Quote:

Jim Jackson said:
OK, pardon me, but I'm going to gloat a little.

Anointed Genius Coach Charlie Weis and his Fighting Irish suffered a humiliating defeat yesterday, at home, in Weis' second season on campus.

Jim Tressel's Buckeyes did not lose a game in Tress's second season in Columbus. And Jim inherited a team that was 6-6 in 1999 and 8-4 in 2000. Furthermore, Tress's first Buckeyes team finished 7-5. And Tress inherited Craig Krenzel, a good guy, a smart guy, but one whom no one would mistake for Brady Quinn. So don't say "Wait, Tress had great players and Weis has shit scrubs to work with."

Admittedly, the current season isn't over yet, but it will take a lot of work for Weis' Irish to rebound into title contention and it will remain true that Tress and the Buckeyes won a national championship in Tress's second year. It's far more likely that Weis won't be able to say the same thing about his second year at South Bend that Tressel can say about his second year in Columbus.




I didn't, nor would I, describe Tressel or Weiss's players like that(although, I've never thought Brady Quinn was terrific; I think he's a system quarterback).

I've already said this several times, but you don't seem to quite get it, so I'll say it once more. I never argued who was the better coach, nor did I argue who had the better chance at a national championship this year. In both cases, I said Tressel. The actual debate was over which looked better on a resume, three Super Bowl rings(yes, Jim, as an assistant), or a national championship and a couple of division II titles.

Now, the season is hardly over for Notre Dame. Even if they lose to USC at the end of the year, a 10-2 record will get them a BCS bowl. If they run the table and beat USC, they'll have a pretty good shot at the national championship game.

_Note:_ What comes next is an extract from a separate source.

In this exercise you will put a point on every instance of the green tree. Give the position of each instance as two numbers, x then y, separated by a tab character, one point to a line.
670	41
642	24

The SEC teams tend to beat up on each other, so although they're by far the best conference in college football, it seems unlikely they'll produce an undefeated. The Big 12 is a sad shell of what it used to be, and all of their big teams have lost already(Texas, Texas Tech, Nebraska, OU). The ACC is similarly poor.

Which means, hypothetically, if Ohio State goes undefeated, and Notre Dame wins the rest of the way(meaning USC will have lost), there will only be two teams that would realistically stand in their way. One of the two Big East giants of Louisville and West Virginia, and TCU, who already won their biggest challenge of the year and look to have a fairly clear path towards perfection. Alex Smith's undefeated Utah team kind of proved that nobody's going to give the Mountain West Conference much respect in National Championship consideration, so depending on what happens in the Big East, Notre Dame still has a realistic shot at the big game, despite their implosion against Michigan.


MisterJLA is RACKing awesome.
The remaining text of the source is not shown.